I remember one joke in particular. Keith (David Cassidy) is trying to give big brotherly advice to Danny (Danny Bonaduce). He says “If you just believe, you can be anything you want to be.”

Danny responds, “Great! I want to be a black woman.” Laugh track ensues. Because everybody knows that a pale white, red-headed, freckle-faced kid cannot grow up to be a black woman.

I was thinking about that scene as I was listening to Bishop Robert Barron Feb. 6, giving a riveting talk on relativism to a packed house here in Denver. As he spoke about the philosophical underpinnings of relativistic thinking, I realized that joke couldn’t be told today. Because, as a society, we don’t seem to agree that race, gender, or just about anything else, are based in any kind of objective truth.

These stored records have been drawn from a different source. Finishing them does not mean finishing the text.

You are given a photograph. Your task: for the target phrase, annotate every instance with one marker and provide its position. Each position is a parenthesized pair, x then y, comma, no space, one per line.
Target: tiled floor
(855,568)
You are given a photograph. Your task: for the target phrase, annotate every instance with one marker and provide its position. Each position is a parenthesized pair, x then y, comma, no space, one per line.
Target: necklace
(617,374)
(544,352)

Bishop Barron spoke of a video you may have seen. A rather short male interviewer asks college students what they would think if he told them he identifies as a woman. Then an Asian woman. Then a 6’4” Asian woman. They hesitate at times, but all ultimately agree that if that is his “truth,” then he is indeed entitled to be a tall Asian woman.

That is the ultimate expression of relativism.

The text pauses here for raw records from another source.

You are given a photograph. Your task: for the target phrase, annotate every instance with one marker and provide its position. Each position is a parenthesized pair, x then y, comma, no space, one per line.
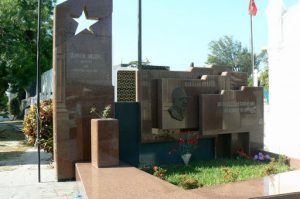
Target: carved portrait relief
(180,102)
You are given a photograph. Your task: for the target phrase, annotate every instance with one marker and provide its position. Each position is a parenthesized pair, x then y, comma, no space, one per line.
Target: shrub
(230,175)
(188,182)
(14,107)
(159,172)
(46,131)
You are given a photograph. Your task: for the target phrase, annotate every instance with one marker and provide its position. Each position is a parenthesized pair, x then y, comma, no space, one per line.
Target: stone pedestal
(105,142)
(82,62)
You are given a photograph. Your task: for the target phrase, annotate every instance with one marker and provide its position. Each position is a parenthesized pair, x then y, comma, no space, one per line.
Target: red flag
(252,8)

Relativism, boiled down, is essentially the belief that there is no “objective” truth that is true for all. Rather, we as individuals, each establish our own subjective “truths,” and we live “authentically” to the extent that we honor these individual “truths.”

The speed with which we have descended down this path is breathtaking. When I was in my 20’s (which was not long ago at all — right???), I used to debate abortion at Berkeley. Not exactly a friendly audience — I remember mentally noting exits, including windows, that I could utilize if things got out of hand. But they showed up, and they listened, because there was still some understanding in society that there was such a thing as truth, and hence an openness to listen to others to see if together we could arrive at that truth. Or, at the very least, that I could employ the truth as I see it to convince you that your understanding of the truth is flawed.

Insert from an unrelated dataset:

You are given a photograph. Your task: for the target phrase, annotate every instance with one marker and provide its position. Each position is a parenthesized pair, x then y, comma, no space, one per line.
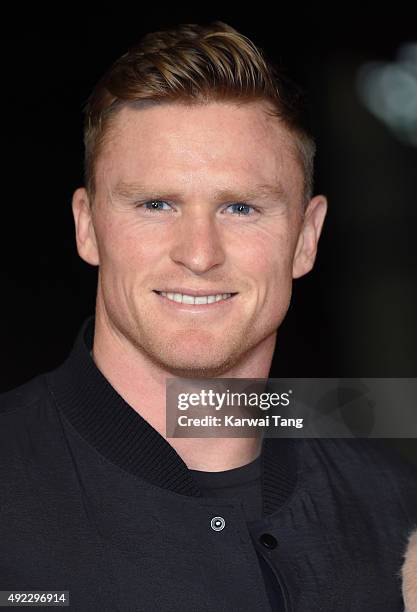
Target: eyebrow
(126,191)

Not so today. Open discussion of controversial issues is almost nonexistent on most college campuses. Of course. If I have my truth and you have your truth, what would be the point? We are just supposed to respect each others’ truths and move on.

But the problem is that we all have to play together in the same sandbox. Somebody’s truth has to rule our social interaction. If we can’t come to an agreement about whose truth is truer, then the only option left is force. And so, instead of listening to what you have to say, I attempt to forcibly shut you down. I smash windows. I disrupt your talk. Or, alternatively, I call on the authority of the university to do that dirty work for me while I hide in a safe space with my crayons and puppy videos.

Pope Benedict XVI called relativism a “dictatorship.” And, ironically, it is. The philosophy that purports to allow everyone to believe as he wishes, actually allows no one to believe in anything but relativism. And because there need be no rhyme nor reason behind any individual belief, enforcement through persuasion becomes impossible. Hence, the inevitable clash of ideologies. And it will be the stronger, not the most persuasive, who will prevail.

Parents, please — teach your children that there is such a thing as truth. That yes, we may disagree with others about what that truth is. That we respect people — all people — regardless of their beliefs. (Another objective truth.) But beneath the disagreement, there is a truth. There is a God or there isn’t. Jesus Christ is divine or He isn’t. Sexual expression has an inherent meaning or it doesn’t. Gender is fixed or it isn’t.

[And parents, if you want help with this, get your hands on Chris Stefanik’s book Absolute Relativism, and check out his YouTube videos on the same subject.]

In any disagreement about objective truths, someone is right and someone is wrong. Or perhaps both are partially wrong and neither grasps the full truth. But the truth is there.

In the old days, our goal was to find it.